Pool (no water) focuses on how a group of artists, who have been friends for years, handle the meteoric success of one of their buddies. They are invited to spend time at her holiday home complete with luxurious outdoor pool but then it all goes horribly wrong when she has a serious accident and is left crippled and unconscious. The play unfolds as she lies in a hospital bed while they decide to use the incident as the raw material for their next work of art and set about capturing her broken body on camera.

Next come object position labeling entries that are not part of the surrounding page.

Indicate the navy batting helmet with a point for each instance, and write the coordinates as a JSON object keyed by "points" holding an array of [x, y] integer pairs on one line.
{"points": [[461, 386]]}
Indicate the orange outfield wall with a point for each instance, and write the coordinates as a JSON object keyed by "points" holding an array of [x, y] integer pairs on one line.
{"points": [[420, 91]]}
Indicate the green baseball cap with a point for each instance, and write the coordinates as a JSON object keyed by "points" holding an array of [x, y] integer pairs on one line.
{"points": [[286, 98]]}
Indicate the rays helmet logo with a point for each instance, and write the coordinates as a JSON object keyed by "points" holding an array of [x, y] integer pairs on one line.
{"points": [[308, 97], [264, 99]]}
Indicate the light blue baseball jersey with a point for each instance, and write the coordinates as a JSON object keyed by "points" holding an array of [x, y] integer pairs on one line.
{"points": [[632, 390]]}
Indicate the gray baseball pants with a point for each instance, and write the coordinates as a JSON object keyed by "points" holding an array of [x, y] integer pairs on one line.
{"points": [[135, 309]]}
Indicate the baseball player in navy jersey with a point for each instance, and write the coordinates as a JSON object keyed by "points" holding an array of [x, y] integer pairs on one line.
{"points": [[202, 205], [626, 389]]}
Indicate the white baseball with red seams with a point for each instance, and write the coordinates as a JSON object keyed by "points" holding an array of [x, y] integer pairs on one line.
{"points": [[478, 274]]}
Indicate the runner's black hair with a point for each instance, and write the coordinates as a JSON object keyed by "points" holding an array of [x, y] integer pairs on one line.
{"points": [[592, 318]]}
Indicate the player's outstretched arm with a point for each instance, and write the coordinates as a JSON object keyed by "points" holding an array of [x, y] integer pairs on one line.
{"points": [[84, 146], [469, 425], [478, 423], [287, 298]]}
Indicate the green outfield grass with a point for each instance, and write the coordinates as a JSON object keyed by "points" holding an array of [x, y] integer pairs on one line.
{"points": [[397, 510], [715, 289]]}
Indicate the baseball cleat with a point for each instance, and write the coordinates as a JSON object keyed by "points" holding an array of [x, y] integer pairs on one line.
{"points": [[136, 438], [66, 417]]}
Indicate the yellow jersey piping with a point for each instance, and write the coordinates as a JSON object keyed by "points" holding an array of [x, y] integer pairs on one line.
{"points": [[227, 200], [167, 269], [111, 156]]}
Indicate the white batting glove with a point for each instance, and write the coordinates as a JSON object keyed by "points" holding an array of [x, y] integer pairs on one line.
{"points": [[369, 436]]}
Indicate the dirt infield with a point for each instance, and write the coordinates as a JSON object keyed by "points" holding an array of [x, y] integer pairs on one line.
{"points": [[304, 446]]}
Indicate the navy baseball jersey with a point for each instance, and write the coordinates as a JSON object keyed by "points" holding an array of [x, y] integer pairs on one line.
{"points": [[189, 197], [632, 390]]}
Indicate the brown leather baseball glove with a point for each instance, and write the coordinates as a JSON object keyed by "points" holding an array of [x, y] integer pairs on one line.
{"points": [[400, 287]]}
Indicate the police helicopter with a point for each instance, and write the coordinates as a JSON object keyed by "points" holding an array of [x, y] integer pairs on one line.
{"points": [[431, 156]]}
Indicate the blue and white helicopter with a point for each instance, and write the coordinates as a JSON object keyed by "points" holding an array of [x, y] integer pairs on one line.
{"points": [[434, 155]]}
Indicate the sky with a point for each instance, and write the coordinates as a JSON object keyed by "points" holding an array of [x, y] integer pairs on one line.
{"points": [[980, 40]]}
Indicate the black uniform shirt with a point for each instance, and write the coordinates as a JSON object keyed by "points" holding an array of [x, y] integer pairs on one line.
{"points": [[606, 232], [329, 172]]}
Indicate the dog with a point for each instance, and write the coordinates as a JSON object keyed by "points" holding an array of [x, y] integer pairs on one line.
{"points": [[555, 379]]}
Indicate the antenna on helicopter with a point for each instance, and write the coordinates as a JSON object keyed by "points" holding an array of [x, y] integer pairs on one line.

It is here that you glimpse the sick, twisted depths that people can sink to. While the celebrated artists made her name by using the "blood, bandages and condoms" from a friend who died of AIDS, she had surrounded herself with a truly hideous, malignant bunch of hangers-on. With friends like these who needs enemies? So consumed are they by their own navel gazing and spite that they contemplate agents, galleries and catalogues while she lays comatose and attached to a drip. All this and being a Ravenhill play, the script is littered with puerile wisecracks, expletives and overuse of the c-word. They also use her insentient body for their own amusements and take liberties with every orifice to gratify themselves, in a series of disturbing sexual displays, while she remains totally out of it.
Imogen Heap's soundtrack to this tale of professional jealousy, while pulsing and adding a suitably edgy, urban buzz to the perfidy, was also utterly incongruous, simply because the choreography was so stale and uninspiring - the performers never hit a sequence that really drew you in or chimed with the potency of Heap’s bespoke sound-scapes. The use of art installation graphics as a backdrop set the scene nicely but failed to follow through into ingenious onstage drama, and the use of strobe lighting to convey moments when the troupe were getting high just seemed hackneyed.
At times this production felt like a wry parody of the art scene, riddled as it was with such one dimensional, clichéd characters: one is a skinny junkie, one a camp queen, the other two harmless losers. They all dabble in drugs as refuges from, or aids to, creativity and eek out their days by doing art with the underprivileged. However caustic this dissection, the play also deals with ideas on the nature of talent and the talented, just as much as it does about the meaning and origins of art. Not to mention what people will do for success and how others come to terms with their terminal mediocrity and failure.
It also makes me wonder in what ways this play was drawn from real life. When Ravenhill's star was on the ascent did he experience this kind of backlash from friends? Or does he look haughtily on at those who are still plugging away in fringe venues, smiling to himself, and bringing to mind Gore's other assertion: "It is not enough to succeed; others must also fail."